Perspective of eras
Christian Heritage coach Preston Poag was a quarterback for three seasons at North Carolina State from 1987-1989. He says recruiting is much different now.
“When I was playing, you went to camps,” Poag said. “I’d go to different quarterback camps and stuff like that. They had that for multiple days. But it’s all these one-day things that they do.”
Land was a defensive back at Auburn University and graduated in 1987. He also said the one-day camps weren’t around as much back then, and he believes there are other ways high school prospects can sell themselves.

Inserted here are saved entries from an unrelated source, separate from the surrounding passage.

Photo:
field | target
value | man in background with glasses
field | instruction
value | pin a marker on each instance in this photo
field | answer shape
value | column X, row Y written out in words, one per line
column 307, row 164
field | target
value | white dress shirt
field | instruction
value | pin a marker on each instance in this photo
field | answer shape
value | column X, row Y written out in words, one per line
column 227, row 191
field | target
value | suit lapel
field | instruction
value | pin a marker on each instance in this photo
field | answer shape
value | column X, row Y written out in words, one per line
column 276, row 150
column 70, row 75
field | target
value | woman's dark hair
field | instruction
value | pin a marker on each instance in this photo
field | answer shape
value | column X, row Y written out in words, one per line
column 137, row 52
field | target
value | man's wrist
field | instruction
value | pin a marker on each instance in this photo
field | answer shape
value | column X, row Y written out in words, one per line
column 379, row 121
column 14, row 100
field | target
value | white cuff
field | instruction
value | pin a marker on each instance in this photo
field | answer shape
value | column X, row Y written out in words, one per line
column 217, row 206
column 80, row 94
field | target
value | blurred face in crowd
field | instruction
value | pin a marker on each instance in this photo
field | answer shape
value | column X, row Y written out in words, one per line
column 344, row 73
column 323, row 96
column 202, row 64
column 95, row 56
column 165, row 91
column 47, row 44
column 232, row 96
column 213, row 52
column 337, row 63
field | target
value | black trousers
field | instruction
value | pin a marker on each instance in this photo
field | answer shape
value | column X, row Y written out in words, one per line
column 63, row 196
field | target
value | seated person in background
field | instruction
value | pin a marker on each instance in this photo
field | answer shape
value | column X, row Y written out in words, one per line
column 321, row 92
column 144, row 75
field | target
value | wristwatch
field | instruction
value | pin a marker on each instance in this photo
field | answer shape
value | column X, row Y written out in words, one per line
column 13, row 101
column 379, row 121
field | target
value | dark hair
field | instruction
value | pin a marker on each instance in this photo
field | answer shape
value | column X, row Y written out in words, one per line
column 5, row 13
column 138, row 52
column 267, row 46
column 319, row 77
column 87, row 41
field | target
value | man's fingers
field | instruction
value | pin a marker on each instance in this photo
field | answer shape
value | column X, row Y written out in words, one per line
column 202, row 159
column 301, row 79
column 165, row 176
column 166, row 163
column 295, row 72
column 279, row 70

“One of the things is kids have been so through the Internet and YouTube that there’s a self-promotion element they have to do if they’re not one of these high-marquee kids. Maybe that does assist in recruiting somewhat, but our experience is the program you’re playing for can do as much recruiting as anything else. That’s the great thing about Dalton. College coaches will come to our program. The tradition and name draws coaches as well to an area. ... I still think the most effective way to get kids to the next level is coaches having a good relationship with college coaches.”
Coahulla Creek coach Jared Hamlin, who said he had 32 Division I offers as an offensive lineman and graduated from Virginia Tech in 1991, believes the one-day camps also cause a financial strain on the kids and their families.
“When it starts costing kids money, that’s when I’m not sure if it’s worth it,” Hamlin said. “There are some kids who can’t afford it. It could cost $100 to attend a camp and then money for gas and what-not, there are some families who can’t afford it.”
But that’s life for most players in the Northwest Georgia region. You better enjoy the sport to put up with the letters, phone calls, and above all else, eight-hour trips across multiple state lines.
“If football is important to you and you think you have a chance, then it’s probably something you need to do,” Southeast Whitfield coach Sean Gray said.